Le taux directeur bancaire maintenu à 4,50% comme fixé lors de la dernière réunion du Monetary Policy Committee
Un nouveau cadre de politique monétaire sera introduit par la Banque de Maurice à partir de lundi. Il remplacera le cadre existant, entré en vigueur en 2006, et qui avait vu le Key Repo Rate remplacer le Lombard Rate. C’est ce qu’a confirmé le gouverneur de la Banque de Maurice, Harvesh Seegolam, cette semaine.
« Le nouveau cadre de politique monétaire, préparé en consultation avec le Fonds monétaire international (FMI), permettra d’assurer un meilleur contrôle sur l’inflation, de mieux traiter l’excès de liquidités et d’avoir un système transparent en ligne avec les pratiques internationales », affirme Harvesh Seegolam, entouré de ses deux adjoints et de hauts cadres de la BOM.
Le gouverneur de la Banque Centrale s’est appesanti sur le point que le nouveau cadre de politique monétaire vise à améliorer le mécanisme de transmission de la politique monétaire et consolider par la même occasion l’efficacité de celle-ci. « It is a flexible inflation targeting regime whereby headline inflation has, with the concurrence of the Finance Minister, been set within a range of 2-5 per cent with the aim of achieving the mid-point of 3.5 per cent over the medium term », souligne-t-il.
Ainsi, au vu du nouveau cadre, le taux directeur actuel (Key Repo Rate) est remplacé par le Key Rate en tant que taux directeur devant être déterminé par le comité de politique monétaire qui continuera à se rencontrer sur une base trimestrielle. Le Key Rate est introduit au même taux que le défunt Key Repo Rate, c’est-à-dire à 4,50 %.
Le processus de mise en œuvre du nouveau cadre implique des changements au niveau opérationnel, notamment une révision des instruments de politique monétaire à utiliser pour une gestion efficace des conditions de liquidité.
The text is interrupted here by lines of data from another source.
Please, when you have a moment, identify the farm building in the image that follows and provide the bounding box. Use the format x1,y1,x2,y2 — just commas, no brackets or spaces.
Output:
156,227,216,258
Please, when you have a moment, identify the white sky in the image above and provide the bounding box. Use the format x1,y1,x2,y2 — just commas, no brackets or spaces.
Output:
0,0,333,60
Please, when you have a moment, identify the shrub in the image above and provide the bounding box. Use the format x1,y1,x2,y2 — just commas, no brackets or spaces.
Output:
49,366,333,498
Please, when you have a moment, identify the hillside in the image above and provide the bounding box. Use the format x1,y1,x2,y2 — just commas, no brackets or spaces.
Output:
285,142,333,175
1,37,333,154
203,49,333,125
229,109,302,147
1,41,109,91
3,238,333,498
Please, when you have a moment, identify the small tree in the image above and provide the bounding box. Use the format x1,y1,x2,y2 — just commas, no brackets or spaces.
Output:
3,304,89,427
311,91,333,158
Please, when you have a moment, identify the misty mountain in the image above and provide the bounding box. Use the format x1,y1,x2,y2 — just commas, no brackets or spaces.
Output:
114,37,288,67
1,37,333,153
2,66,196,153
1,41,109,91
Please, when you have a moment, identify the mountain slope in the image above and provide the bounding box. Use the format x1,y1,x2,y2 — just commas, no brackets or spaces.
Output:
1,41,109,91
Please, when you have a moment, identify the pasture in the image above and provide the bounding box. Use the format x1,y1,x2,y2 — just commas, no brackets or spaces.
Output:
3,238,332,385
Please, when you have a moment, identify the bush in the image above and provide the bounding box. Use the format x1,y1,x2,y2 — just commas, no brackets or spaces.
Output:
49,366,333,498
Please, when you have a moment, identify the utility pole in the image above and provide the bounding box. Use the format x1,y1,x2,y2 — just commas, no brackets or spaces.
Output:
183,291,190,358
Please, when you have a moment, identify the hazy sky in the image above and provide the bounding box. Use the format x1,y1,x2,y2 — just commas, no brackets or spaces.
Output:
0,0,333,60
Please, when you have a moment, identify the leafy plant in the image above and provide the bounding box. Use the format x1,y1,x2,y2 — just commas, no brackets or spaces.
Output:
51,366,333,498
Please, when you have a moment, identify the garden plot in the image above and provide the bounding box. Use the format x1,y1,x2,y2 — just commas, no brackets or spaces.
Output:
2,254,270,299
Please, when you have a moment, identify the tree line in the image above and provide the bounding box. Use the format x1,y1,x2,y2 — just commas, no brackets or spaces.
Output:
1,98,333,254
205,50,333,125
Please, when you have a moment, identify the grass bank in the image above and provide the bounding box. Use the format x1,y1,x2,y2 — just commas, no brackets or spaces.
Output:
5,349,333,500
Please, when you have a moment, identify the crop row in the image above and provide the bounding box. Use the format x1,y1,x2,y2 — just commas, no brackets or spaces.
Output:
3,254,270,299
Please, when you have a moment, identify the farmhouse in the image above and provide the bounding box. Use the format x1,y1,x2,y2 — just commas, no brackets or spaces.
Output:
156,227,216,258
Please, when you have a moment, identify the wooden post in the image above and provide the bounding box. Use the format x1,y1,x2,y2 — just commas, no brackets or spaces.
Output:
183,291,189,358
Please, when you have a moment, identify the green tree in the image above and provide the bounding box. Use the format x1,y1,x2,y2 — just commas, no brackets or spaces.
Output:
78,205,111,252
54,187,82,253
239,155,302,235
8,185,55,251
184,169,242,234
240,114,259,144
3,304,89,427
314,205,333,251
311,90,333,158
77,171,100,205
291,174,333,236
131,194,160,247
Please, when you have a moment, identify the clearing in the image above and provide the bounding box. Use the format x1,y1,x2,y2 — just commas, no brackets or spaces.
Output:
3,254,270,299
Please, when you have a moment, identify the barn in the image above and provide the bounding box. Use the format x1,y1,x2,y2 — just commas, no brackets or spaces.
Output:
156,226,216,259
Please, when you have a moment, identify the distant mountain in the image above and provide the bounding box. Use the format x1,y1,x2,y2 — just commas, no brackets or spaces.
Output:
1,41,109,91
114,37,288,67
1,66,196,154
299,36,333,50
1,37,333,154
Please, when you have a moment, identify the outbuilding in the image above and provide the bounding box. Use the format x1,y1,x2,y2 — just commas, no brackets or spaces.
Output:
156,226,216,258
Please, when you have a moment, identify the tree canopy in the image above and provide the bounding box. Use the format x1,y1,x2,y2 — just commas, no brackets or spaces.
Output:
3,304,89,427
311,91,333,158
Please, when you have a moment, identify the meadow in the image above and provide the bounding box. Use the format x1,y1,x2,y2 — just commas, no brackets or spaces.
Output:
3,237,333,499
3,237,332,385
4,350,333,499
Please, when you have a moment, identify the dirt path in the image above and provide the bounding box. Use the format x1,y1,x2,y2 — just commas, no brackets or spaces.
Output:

Lors d’une présentation du nouveau mécanisme, les techniciens de la Banque Centrale ont fait comprendre que le présent cadre de politique monétaire était confronté à un certain nombre de contraintes – à commencer par le niveau élevé d’excès de liquidités associé à l’élévation de la mise en oeuvre de la politique monétaire ayant affecté le mécanisme de transmission de la politique monétaire. De plus, les taux d’intérêt pratiqués par les banques commerciales ne reflétaient plus la politique monétaire préconisée par le comité de politique monétaire. La Banque de Maurice fait ressortir que le mécanisme actuel a été considéré par le FMI comme un problème affectant l’efficacité de la politique monétaire. Entre autres contraintes : il n’y avait pas un Defined Inflation Target et que les « objectives were not mutually consistent at times ». Ce qui pouvait créer des conflits pour ce qu’il s’agit des objectifs au regard de la stabilité des prix. La conséquence est que la crédibilité de la politique monétaire et sa capacité de contrôler l’inflation étaient mises à rude épreuve.
La Banque Centrale revient sur le fait que le nouveau mécanisme a été préparé après consultations avec les parties prenantes à Maurice et a été conçu avec le soutien du FMI. Il devrait permettre de surmonter les problèmes rencontrés dans le mécanisme actuel, améliorer les opérations de la politique monétaire, consolider le mécanisme de transmission de la politique monétaire et rester en ligne avec les meilleures pratiques internationales.
À ce propos, le gouverneur de la Banque Centrale ressortir qu’elle s’est inspirée de la pratique de la part des grandes banques centrales. « Alors que la stabilité des prix est l’objectif prioritaire, le ciblage flexible de l’inflation permet à la banque centrale de poursuivre d’autres objectifs, tels que la promotion d’une croissance stable de la production et de l’emploi ou la limitation de la volatilité des taux de change. De plus, le nouveau mécanisme fournit une référence par rapport à laquelle le public peut mesurer les pressions inflationnistes et évaluer le succès de la Banque à maîtriser l’inflation », souligne Harvesh Seegolam.
L’autre innovation est que sur le plan opérationnel, des manoeuvres d’Open Market (OMO) seront entreprises si nécessaire pour maintenir le taux interbancaire au jour le jour proche du taux directeur. Ainsi, des 7-day BoM Bill seront émis chaque vendredi au même taux que le taux directeur et selon le système d’attribution intégrale, remplaçant le système actuel de « fixed amount, flexible rate ».